Ralph's Korean Barbecue

Over at the NY Post, columnist Ralph Peters calls for the genocide of a million North Koreans.

No really guys, this isn't hyperbole or me being snarky, this is actually a published columnist in a published newspaper calling for the deaths of North Koreans in a brutal preemptive military strike.

Better a million dead North Koreans than a thousand dead Americans. The fundamental reason our government exists is to protect our people and our territory. Everything else is a grace note. And the words we never should hear in regard to North Korea’s nuclear threats are “We should’ve done something.” 
Instead, we should do something.

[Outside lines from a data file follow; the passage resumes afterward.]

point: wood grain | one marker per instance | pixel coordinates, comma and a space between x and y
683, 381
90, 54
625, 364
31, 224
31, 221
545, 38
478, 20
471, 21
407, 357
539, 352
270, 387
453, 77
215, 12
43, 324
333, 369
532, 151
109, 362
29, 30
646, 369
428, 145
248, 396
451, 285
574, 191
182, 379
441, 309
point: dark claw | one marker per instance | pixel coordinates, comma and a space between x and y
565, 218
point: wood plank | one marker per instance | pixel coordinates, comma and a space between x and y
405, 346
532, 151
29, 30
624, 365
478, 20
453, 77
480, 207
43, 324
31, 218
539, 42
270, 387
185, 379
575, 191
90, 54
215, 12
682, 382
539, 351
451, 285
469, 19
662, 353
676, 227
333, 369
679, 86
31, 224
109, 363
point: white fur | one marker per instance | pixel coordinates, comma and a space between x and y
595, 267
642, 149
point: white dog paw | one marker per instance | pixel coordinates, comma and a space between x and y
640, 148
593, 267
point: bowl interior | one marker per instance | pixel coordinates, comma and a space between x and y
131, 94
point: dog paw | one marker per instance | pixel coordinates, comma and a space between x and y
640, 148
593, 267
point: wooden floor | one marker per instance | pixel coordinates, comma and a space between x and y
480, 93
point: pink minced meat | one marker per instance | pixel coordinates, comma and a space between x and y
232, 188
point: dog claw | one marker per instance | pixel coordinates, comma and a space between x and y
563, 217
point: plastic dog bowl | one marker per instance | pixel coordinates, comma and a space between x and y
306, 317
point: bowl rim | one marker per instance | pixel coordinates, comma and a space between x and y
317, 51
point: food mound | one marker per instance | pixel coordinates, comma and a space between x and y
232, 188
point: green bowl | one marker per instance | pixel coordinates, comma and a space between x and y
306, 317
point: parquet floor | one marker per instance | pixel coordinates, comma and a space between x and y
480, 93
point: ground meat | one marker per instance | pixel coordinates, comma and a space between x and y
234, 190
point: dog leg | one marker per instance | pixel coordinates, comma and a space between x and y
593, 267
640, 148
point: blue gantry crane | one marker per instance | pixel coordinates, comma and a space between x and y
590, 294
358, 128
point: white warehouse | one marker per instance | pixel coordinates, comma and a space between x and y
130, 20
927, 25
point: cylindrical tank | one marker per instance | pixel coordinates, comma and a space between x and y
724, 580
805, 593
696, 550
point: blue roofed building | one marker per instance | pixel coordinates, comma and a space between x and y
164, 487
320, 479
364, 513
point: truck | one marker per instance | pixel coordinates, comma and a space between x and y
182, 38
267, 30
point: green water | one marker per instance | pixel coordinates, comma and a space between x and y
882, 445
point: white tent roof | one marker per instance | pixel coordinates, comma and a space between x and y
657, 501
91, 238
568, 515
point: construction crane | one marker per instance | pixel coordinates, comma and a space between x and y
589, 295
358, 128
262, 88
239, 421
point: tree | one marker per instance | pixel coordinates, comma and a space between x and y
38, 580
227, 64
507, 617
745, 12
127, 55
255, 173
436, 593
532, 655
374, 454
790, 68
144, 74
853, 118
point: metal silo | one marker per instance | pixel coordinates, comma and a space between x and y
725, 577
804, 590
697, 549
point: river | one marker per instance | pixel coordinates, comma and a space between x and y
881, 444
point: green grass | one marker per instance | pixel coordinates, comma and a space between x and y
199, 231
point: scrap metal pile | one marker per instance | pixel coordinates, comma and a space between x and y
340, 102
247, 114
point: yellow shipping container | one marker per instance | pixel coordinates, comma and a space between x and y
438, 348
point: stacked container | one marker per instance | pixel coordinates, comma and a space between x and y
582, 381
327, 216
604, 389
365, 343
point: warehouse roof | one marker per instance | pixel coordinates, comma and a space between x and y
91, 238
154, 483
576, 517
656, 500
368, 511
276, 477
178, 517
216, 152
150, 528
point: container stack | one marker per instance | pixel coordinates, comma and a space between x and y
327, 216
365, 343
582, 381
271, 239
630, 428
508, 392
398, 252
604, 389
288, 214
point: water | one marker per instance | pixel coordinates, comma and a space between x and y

Pyongyang’s Sunday test of a hydrogen bomb of devastating power begs for decisive action. Must we wait until Americans die?
A pre-emptive strike against Kim Jong Un’s nuclear and ballistic missile programs would be a terrible thing, demanding a vast military effort (if done properly) and leaving broad destruction in its wake. But that terrible option increasingly appears to be the least bad option. The question is whether we’ll delay action until it’s too late to save American lives. 
When we’re threatened with nuclear destruction by North Korea, a military response is not unethical. Rather, inviting a North Korean attack by hesitating endlessly — then witnessing the slaughter of tens, if not hundreds, of thousands of our citizens — would be unethical and immoral. 
We do not want war. That much could not be more obvious. But we cannot sacrifice American lives to shield the consciences of intellectual elites who, from protected positions of immense privilege, insist that all human life is precious, not just our “deplorable” American lives. 
If there is any real hope of a peaceful solution, of course that would be preferable. But we cannot rely on miracles or mirages. A generation of talks has done nothing but protect North Korea’s weapons programs. Sanctions haven’t restrained North Korea either, since China, Russia, India and other states undercut them.
Nor have our displays of force in the region done anything to deter a regime conditioned to our empty pageantry. 
North Korea doesn’t believe we will act. Because we never have acted. 
Those wildly misnamed Washington institutions labeled “think tanks” find themselves stumped: Conditioned to group-think and addicted to that supreme intellectual opiate, negotiations, we hear — even from conservative voices — that there’s no military solution, while the left repeats that “War never changes anything.” 
As to the latter claim, warfare has been humanity’s ultimate means of resolving intractable issues since the first cave-dwellers went at the gang from the cave down yonder with rocks. We may not like it — I don’t — but to insist that war isn’t humanity’s sometimes-necessary default means of survival is to ignore all of human history.

Ahh, the same song they played in Iraq, Iran, and Syria.  Only this time the stakes are far higher and the death toll will be as many dead South Koreans as there are North Koreans when the trumpets of war sound.

Genocide is such a popular tune, isn't it?